Un problema global que crece sin control
La producción mundial de plásticos se ha multiplicado por más de 200 desde 1950 y se prevé que se triplique de nuevo antes de 2060. Hoy en día, solo un 9% del plástico se recicla y la mayoría termina en vertederos, en el mar o quemado al aire libre, lo que libera tóxicos y agrava el cambio climático.
Los plásticos de un solo uso, como botellas, bolsas y envases, lideran esta expansión. La mayoría se fabrica con petróleo, gas o carbón, y su producción emite más de 2.000 millones de toneladas de CO₂ al año. Además, la quema a cielo abierto —frecuente en regiones sin infraestructuras— contribuye a la contaminación atmosférica y respiratoria.

La revisión, coordinada por The Lancet Countdown on Health and Plastics, coincide con una semana clave de negociaciones en Ginebra, donde más de 100 países debaten un tratado global para frenar esta crisis.
Plástico en el cuerpo humano: una amenaza invisible
El informe advierte que los plásticos afectan a la salud en cada etapa de su ciclo de vida. Desde la extracción de combustibles fósiles hasta su desecho, generan exposición a sustancias químicas tóxicas y microplásticos, detectados ya en sangre, leche materna, semen, placenta, médula ósea e incluso el cerebro.

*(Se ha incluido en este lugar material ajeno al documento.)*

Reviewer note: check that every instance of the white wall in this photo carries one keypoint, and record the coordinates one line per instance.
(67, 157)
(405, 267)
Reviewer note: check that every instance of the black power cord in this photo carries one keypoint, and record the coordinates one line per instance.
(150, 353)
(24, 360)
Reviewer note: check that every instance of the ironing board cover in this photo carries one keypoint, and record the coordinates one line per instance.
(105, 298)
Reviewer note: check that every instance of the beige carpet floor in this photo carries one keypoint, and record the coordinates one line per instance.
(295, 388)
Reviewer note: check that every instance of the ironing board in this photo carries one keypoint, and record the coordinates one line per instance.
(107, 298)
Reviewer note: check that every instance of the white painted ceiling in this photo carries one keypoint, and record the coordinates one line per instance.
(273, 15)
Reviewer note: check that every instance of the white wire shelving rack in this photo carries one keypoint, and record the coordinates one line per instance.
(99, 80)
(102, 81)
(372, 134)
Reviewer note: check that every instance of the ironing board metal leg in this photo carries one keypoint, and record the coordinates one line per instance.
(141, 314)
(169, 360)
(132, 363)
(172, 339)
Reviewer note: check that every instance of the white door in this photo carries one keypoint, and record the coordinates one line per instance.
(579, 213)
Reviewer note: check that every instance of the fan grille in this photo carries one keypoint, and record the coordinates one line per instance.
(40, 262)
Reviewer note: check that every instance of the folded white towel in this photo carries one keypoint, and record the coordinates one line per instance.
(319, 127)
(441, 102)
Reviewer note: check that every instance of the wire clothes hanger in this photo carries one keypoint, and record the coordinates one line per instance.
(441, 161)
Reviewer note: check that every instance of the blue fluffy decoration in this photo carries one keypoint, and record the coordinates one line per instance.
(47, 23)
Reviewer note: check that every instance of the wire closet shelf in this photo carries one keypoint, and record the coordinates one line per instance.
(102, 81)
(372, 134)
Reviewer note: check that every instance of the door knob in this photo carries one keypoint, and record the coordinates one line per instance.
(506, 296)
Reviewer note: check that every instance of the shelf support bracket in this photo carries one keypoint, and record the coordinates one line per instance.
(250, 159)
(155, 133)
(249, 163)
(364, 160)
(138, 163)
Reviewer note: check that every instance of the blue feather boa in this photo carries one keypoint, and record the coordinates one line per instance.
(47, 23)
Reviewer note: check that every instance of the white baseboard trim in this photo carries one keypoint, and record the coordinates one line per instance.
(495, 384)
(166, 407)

Los más de 16.000 compuestos presentes en los plásticos incluyen disruptores endocrinos, estabilizantes y retardantes de llama. Estos se asocian con abortos espontáneos, malformaciones, partos prematuros, cáncer infantil, problemas de fertilidad y enfermedades cardiovasculares. La exposición es especialmente peligrosa en fetos y niños pequeños.

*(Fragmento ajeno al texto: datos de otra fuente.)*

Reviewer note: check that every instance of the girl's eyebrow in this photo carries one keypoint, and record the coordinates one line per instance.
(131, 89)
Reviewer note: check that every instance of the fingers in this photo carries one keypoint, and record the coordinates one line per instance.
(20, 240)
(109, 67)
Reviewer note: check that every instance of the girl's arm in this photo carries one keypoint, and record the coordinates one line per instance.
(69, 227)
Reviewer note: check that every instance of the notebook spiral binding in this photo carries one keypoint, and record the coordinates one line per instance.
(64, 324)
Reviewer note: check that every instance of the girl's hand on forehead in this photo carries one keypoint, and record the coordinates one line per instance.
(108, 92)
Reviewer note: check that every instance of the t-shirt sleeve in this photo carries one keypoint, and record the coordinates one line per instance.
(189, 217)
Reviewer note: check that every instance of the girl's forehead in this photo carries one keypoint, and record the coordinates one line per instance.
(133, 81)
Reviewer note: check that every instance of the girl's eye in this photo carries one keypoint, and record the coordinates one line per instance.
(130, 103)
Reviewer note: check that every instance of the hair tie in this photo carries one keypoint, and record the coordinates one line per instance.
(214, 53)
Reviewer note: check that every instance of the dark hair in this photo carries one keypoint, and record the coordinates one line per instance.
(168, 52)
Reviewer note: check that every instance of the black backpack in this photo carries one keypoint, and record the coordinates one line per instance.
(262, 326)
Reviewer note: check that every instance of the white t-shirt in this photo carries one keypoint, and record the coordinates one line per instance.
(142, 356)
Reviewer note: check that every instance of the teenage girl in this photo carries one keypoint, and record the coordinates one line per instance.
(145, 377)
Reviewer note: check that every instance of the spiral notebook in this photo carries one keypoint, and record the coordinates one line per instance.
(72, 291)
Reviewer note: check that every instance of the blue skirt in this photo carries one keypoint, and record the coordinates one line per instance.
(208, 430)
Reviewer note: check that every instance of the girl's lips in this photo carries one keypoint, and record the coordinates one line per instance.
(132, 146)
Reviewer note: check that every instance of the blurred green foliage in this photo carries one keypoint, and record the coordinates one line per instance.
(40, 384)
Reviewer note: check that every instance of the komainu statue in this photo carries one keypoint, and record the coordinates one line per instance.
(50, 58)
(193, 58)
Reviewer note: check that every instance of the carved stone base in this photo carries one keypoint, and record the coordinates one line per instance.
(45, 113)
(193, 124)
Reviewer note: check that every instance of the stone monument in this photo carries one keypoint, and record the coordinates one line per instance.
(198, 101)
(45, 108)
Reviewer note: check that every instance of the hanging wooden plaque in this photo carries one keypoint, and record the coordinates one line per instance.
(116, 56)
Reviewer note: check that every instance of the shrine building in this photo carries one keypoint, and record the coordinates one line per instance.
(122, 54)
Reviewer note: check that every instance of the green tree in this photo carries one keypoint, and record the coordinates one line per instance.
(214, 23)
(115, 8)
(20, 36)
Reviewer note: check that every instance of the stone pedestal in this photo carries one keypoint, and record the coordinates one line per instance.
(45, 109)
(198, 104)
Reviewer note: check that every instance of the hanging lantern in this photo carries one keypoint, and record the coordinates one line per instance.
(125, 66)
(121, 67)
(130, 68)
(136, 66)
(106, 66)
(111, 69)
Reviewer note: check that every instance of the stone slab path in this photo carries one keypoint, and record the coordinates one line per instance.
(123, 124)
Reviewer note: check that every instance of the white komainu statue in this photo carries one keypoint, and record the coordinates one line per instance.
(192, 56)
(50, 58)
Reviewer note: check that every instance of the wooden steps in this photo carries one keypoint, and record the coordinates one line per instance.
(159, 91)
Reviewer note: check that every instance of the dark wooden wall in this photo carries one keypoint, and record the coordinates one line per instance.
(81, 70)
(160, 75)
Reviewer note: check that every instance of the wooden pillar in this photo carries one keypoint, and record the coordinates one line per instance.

Uno de los hallazgos más inquietantes es que los microplásticos actúan como “caballos de Troya”, infiltrándose lentamente en órganos vitales, sin que aún sepamos todas sus consecuencias a largo plazo.

Más allá del reciclaje: un tratado para limitar la producción
Aunque el reciclaje es parte de la solución, los autores del estudio advierten que no basta. A diferencia del vidrio o el papel, el plástico tiene una complejidad química que impide su reutilización efectiva en muchos casos.
Mientras países como Arabia Saudita y sectores industriales presionan para centrar el tratado solo en el reciclaje, más de un centenar de naciones y la comunidad científica reclaman medidas más firmes, incluyendo límites directos a la producción.
“El mundo no puede salir de esta crisis solo reciclando”, afirman los autores, que subrayan la necesidad de reducir el consumo desde la raíz, promover materiales alternativos y establecer regulaciones internacionales ambiciosas.
Un observatorio para poner a la salud en el centro
Como respuesta a la falta de datos sistematizados, los investigadores han lanzado un sistema global de monitoreo sobre el impacto de los plásticos en la salud humana y planetaria, inspirado en el modelo climático de The Lancet Countdown.
Este observatorio recopilará indicadores científicos sobre todo el ciclo de vida del plástico, con el objetivo de orientar políticas públicas y hacer visible la magnitud de los daños. El investigador argentino Andrés Arias, que participa en las negociaciones en Ginebra, destaca su importancia para evaluar avances y prevenir que la situación empeore.
Porque en esta crisis silenciosa, la evidencia ya no puede esperar.